For more than 25 years, the NFL has been the leader in sports event sustainability; creating the first significant stadium solid waste recycling project in America at Super Bowl XXVIII in Atlanta in 1994. The NFL and the Minnesota Super Bowl LII Host Committee developed a series of initiatives to reduce the environmental impact of Super Bowl LII activities and leave a "green" legacy throughout the area.

Through the NFL Environmental Program, solid waste from Super Bowl events is being recycled and leftover décor and construction materials will be donated to local organizations for reuse and repurposing. Tens of thousands of pounds of unserved, prepared food from Super Bowl events will be distributed to local shelters and community kitchens.

U.S. Bank Stadium, the site of Super Bowl LII, and several other major NFL Super Bowl event venues will be powered using "green energy" to reduce the climate impact of Super Bowl events.

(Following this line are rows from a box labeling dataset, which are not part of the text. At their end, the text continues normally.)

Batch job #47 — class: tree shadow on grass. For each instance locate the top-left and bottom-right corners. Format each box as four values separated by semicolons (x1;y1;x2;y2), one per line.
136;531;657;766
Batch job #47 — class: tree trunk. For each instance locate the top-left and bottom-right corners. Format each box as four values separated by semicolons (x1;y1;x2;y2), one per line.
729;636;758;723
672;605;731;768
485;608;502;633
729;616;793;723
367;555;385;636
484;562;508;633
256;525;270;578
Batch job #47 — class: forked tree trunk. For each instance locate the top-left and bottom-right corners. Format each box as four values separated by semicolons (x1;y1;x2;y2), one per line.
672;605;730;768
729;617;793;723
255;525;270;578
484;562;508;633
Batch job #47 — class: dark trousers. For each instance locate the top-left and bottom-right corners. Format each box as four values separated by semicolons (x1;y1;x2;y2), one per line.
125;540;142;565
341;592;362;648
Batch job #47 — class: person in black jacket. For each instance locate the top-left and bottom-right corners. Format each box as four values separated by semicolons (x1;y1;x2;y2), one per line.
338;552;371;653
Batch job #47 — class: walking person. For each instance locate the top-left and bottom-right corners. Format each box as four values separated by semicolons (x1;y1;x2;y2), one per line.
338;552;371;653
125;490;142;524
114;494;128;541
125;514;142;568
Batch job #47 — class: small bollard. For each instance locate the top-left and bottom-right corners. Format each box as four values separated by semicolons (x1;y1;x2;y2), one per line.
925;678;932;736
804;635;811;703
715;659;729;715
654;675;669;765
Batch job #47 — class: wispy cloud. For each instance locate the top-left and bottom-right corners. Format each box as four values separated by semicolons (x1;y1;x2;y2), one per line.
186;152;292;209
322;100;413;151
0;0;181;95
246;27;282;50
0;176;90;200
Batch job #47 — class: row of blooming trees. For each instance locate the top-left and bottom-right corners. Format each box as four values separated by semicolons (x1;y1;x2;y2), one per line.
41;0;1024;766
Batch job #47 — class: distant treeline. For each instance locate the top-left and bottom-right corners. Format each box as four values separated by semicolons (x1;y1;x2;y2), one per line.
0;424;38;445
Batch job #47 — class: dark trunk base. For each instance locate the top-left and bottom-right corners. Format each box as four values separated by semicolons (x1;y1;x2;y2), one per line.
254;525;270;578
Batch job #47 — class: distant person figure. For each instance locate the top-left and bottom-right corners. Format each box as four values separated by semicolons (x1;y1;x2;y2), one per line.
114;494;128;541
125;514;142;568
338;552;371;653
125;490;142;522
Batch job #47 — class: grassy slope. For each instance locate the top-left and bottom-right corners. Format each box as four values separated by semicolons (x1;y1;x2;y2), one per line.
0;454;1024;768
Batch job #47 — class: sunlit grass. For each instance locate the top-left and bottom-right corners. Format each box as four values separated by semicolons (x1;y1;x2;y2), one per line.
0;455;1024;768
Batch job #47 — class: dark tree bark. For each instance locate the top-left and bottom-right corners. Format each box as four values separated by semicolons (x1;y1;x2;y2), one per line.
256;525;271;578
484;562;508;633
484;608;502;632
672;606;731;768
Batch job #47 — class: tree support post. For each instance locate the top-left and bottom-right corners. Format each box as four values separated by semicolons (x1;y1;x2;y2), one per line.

A Super Bowl E-waste event was held in October and diverted 42,081 pounds of E-waste from the landfill for responsible recycling.

The NFL's Super Bowl urban forestry program planted more than 12,000 trees, 4,000 native plants and 8 pollinator gardens in Minnesota. On Thursday, Jan. 18, more than 100 local schools joined in a community initiative called Super Kids-Super Sharing which put books, sports equipment and school supplies into the hands of local children in need.